—Mais tout ça doit mal aller dans l'hôtel du comte.
—Tout ça va très-bien... et puis ça n'est pas inutile pour le succès de notre affaire.
Barbedor passa une bonne minute à se creuser la cervelle. Il ne pouvait pas deviner en quoi une bamboche commémorative, faite en compagnie du vieux Roger, pouvait aider aux projets de madame la marquise de Sainte-Croix.
Car Barbedor savait que celle-ci était le véritable chef de file.
—J'irai, dit-il enfin,—puisque le vin est bon... Si ça ne fait pas de bien, ça ne peut pas faire de mal.
C'était dans la chambre où nous avons vu déjà une fois réunis M. Garnier de Clérambault, Barbedor et une femme voilée, lors de l'entrevue projetée entre Justine et le baron allemand.
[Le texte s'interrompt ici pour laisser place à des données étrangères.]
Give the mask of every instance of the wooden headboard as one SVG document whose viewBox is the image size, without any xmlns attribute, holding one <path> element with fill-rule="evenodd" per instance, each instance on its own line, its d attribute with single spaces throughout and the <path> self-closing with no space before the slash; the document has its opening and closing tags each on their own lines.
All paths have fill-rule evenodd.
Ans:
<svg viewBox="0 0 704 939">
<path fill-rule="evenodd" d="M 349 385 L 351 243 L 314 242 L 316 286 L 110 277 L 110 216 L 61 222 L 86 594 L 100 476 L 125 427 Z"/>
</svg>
Cette chambre, comme nous avons dû le dire, communiquait par un escalier de service avec la sortie ouverte sur les derrières de la maison.
Clérambault et la marquise l'avaient choisie pour le lieu de leurs réunions. Seulement, l'expérience avait porté fruit. Pour éviter les yeux et les oreilles indiscrets, on avait mis une double porte du côté du corridor, en souvenir de Jean Lagard.
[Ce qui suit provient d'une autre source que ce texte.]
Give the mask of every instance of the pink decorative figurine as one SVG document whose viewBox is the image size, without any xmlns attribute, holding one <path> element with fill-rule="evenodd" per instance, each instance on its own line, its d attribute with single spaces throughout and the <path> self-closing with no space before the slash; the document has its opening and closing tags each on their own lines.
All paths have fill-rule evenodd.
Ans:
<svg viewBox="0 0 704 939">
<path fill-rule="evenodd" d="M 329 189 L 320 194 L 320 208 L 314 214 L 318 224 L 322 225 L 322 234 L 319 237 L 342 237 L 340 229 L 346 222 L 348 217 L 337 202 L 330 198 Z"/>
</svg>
Cette marquise de Sainte-Croix, qui buvait de l'eau-de-vie et qui venait s'installer sans façon au château de la Savate, n'était pourtant pas une aventurière à la douzaine. On en voit tant de ces grandes dames pour rire qui ont ramassé leur titre au pied d'une borne! C'est la mode, et toute fille de concierge qui a pu se faire donner un coupé, s'offre à elle-même un petit écusson qu'elle timbre pour le moins d'une couronne comtale. Une lorette qui n'est que baronne fait preuve de trop de modestie.
Ce sont, en général, des noms allemands. Leur père était chambellan d'un prince régnant dans les contes fantastiques d'Hoffmann. Leur mari, qui n'a pas pu les comprendre,—elles l'ont épousé si jeunes!—occupe un poste diplomatique en Russie. Il leur fait une pension qui ne suffit pas à leurs besoins.